The upshot is that if you start an “instance-store” small Linux EC2 instance, it automagically has a free 150 GB /mnt disk and a 1 GB swap partition up and runnin’ for ya.  (mount points vary by image, but that’s where they are in the Amazon Fedora starter.)

[root@domU-12-31-39-00-B2-01 ~]# df -k
Filesystem           1K-blocks      Used Available Use% Mounted on
/dev/sda1             10321208   1636668   8160252  17% /
/dev/sda2            153899044    192072 145889348   1% /mnt
none                    873828         0    873828   0% /dev/shm
[root@domU-12-31-39-00-B2-01 ~]# free
total       used       free     shared    buffers     cached
Mem:       1747660      84560    1663100          0       4552      37356
-/+ buffers/cache:      42652    1705008
Swap:       917496          0     917496

But, you say, I am not old or insane!  I use EBS-backed images, just as God intended.  Well, that’s a good point.  But when you pull up an EBS image, these ephemeral disk areas are not available to you.  The good news is, that’s just by default.

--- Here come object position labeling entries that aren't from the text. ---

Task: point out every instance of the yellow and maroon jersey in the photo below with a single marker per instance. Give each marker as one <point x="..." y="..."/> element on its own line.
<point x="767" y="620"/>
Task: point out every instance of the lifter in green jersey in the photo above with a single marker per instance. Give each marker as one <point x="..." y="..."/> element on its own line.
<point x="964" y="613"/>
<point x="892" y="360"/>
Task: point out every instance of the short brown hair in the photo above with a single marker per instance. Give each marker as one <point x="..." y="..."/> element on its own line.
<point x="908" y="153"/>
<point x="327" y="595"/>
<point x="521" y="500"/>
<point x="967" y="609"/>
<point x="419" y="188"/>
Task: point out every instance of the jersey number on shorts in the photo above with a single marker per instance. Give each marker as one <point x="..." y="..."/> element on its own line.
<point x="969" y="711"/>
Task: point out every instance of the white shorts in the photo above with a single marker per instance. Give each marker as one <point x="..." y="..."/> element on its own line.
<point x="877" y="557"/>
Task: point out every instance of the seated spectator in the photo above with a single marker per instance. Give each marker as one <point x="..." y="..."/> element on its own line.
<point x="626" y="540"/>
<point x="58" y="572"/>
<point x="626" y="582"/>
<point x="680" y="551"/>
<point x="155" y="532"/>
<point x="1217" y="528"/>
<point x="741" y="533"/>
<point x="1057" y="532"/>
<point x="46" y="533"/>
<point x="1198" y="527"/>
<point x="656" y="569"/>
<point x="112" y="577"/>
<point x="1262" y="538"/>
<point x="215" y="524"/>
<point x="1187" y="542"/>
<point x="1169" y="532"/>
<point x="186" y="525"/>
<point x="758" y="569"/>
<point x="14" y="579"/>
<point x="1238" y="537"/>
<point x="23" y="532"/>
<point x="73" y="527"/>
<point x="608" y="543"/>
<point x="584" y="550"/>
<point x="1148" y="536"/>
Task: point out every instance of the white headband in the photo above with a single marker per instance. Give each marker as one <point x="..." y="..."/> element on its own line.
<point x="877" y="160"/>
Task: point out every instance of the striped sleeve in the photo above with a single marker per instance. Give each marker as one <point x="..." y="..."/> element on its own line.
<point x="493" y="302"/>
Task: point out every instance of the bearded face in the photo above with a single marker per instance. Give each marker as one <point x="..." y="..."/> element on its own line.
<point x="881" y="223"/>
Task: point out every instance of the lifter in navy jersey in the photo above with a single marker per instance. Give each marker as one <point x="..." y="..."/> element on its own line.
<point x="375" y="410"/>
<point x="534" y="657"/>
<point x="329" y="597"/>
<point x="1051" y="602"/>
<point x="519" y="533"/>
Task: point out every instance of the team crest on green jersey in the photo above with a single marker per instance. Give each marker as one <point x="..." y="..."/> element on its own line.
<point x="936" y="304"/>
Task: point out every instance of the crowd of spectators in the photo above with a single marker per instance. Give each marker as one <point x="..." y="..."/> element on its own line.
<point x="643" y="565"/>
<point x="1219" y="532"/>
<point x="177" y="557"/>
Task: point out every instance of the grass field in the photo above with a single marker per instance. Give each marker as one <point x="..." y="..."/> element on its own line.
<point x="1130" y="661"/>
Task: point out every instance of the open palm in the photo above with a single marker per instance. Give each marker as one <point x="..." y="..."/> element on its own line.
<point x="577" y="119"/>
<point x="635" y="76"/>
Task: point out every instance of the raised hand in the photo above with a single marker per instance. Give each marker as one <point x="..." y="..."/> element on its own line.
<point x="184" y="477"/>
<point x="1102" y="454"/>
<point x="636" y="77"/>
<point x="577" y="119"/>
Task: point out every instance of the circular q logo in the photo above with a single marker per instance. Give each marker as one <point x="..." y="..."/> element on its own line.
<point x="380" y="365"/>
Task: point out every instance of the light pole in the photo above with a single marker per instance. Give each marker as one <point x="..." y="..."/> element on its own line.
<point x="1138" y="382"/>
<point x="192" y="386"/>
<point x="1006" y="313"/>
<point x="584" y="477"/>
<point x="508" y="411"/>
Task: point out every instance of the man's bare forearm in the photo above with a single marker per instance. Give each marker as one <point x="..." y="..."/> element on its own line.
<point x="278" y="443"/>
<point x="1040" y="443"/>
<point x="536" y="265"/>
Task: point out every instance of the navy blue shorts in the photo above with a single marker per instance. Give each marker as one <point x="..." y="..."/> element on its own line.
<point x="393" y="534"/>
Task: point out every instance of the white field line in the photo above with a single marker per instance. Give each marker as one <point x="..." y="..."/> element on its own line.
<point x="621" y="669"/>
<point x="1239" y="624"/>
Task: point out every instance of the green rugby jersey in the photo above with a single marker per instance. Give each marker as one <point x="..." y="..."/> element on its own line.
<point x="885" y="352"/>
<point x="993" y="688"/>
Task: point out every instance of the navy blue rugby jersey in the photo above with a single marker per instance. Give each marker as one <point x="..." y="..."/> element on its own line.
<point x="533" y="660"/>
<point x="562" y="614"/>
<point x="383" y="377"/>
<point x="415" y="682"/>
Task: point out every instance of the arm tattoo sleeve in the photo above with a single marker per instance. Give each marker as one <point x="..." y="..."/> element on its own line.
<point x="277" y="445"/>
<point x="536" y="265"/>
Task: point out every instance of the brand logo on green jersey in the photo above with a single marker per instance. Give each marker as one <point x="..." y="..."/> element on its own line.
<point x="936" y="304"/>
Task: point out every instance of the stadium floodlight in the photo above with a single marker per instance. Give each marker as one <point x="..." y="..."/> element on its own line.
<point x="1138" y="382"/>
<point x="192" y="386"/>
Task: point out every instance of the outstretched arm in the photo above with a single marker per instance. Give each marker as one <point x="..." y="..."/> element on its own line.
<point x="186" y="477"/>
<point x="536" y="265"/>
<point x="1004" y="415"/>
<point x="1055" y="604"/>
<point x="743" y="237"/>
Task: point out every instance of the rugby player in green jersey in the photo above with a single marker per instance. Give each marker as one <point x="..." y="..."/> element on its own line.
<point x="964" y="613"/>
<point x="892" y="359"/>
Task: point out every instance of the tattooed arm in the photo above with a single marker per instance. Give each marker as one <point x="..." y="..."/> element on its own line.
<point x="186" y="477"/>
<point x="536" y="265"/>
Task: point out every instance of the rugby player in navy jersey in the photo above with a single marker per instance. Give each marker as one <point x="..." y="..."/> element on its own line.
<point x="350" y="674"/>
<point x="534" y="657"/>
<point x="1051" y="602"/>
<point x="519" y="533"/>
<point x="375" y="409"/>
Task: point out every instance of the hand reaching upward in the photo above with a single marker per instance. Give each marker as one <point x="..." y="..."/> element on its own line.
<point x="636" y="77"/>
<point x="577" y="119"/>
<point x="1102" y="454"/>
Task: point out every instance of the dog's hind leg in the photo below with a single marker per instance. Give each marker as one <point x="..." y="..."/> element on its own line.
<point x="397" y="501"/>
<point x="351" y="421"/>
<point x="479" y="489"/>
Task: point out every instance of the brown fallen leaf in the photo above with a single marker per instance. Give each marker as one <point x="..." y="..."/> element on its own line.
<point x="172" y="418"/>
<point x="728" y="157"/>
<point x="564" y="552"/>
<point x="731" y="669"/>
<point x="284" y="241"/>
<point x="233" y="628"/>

The ephemeral storage is still available and can be used (for free!) by an EBS-backed image.  You just have to set the block devices up either explicitly when you run the instance or bake them into the image.

Runtime:

You refer to the ephemeral chunks as “ephemeral0”, “ephemeral1”, etc. – they don’t tell you explicitly which is which but basically you just count up based on your instance type (review the doc).  For a small image, it has an ephemeral0 (ext3, 15 GB) and an ephemeral1 (swap, 1 GB).  To add them to an EBS instance and mount them in the “normal” places, you do:

ec2-run-instances <ami id> -k <your key> --block-device-mapping '/dev/sda2=ephemeral0'
--block-device-mapping '/dev/sda3=ephemeral1'

On the instance you have to mount them – add these to /etc/fstab and mount -a or do whatever else it is you like to do:

/dev/sda3                 swap                    swap    defaults 0 0
/dev/sda2                 /mnt                    ext3    defaults 0 0

And if you want to turn the swap on immediately, “swapon /dev/sda3”.

Image:

You can also bake them into an image.  Add a fstab like the one above and when you create the image, do it like this, using the exact same –block-device-mapping flag:

ec2-register -n <ami id> -d "AMI Description" --block-device-mapping  /dev/sda2=ephemeral0
--block-device-mapping '/dev/sda3=ephemeral1' --snapshot your-snapname --architecture i386
--kernel<aki id>  --ramdisk <ari id>

Ta da. Free storage that doesn’t persist.  Very useful as /tmp space.  Opinion is split among the Linuxerati about whether you want swap space nowadays or not; some people say some mix of  “if you’re using more than 1.8 GB of RAM you’re doing it wrong” and “swapping is horrid, just let bad procs die due to lack of memory and fix them.”  YMMV.

Ephemeral EBS?

As another helpful tip, let’s say you’re adding an EBS to an image that you don’t want to be persistent when the instance dies.  By default, all EBSes are persistent and stick around muddying up your account till you clean them up.   If you don’t want certain EBS-backed drives to persist, what you do is of the form:

ec2-modify-instance-attribute --block-device-mapping "/dev/sdb=vol-f64c8e9f:true" i-e2a0b08a

Where ‘true’ means “yes, please, delete me when I’m done.”  This command throws a stack trace to the tune of

Unexpected error: java.lang.ClassCastException: com.amazon.aes.webservices.client.InstanceBlockDeviceMappingDescription
cannot be cast to com.amazon.aes.webservices.client.InstanceBlockDeviceMappingResponseDescription

But it works, that’s just a lame API tools bug.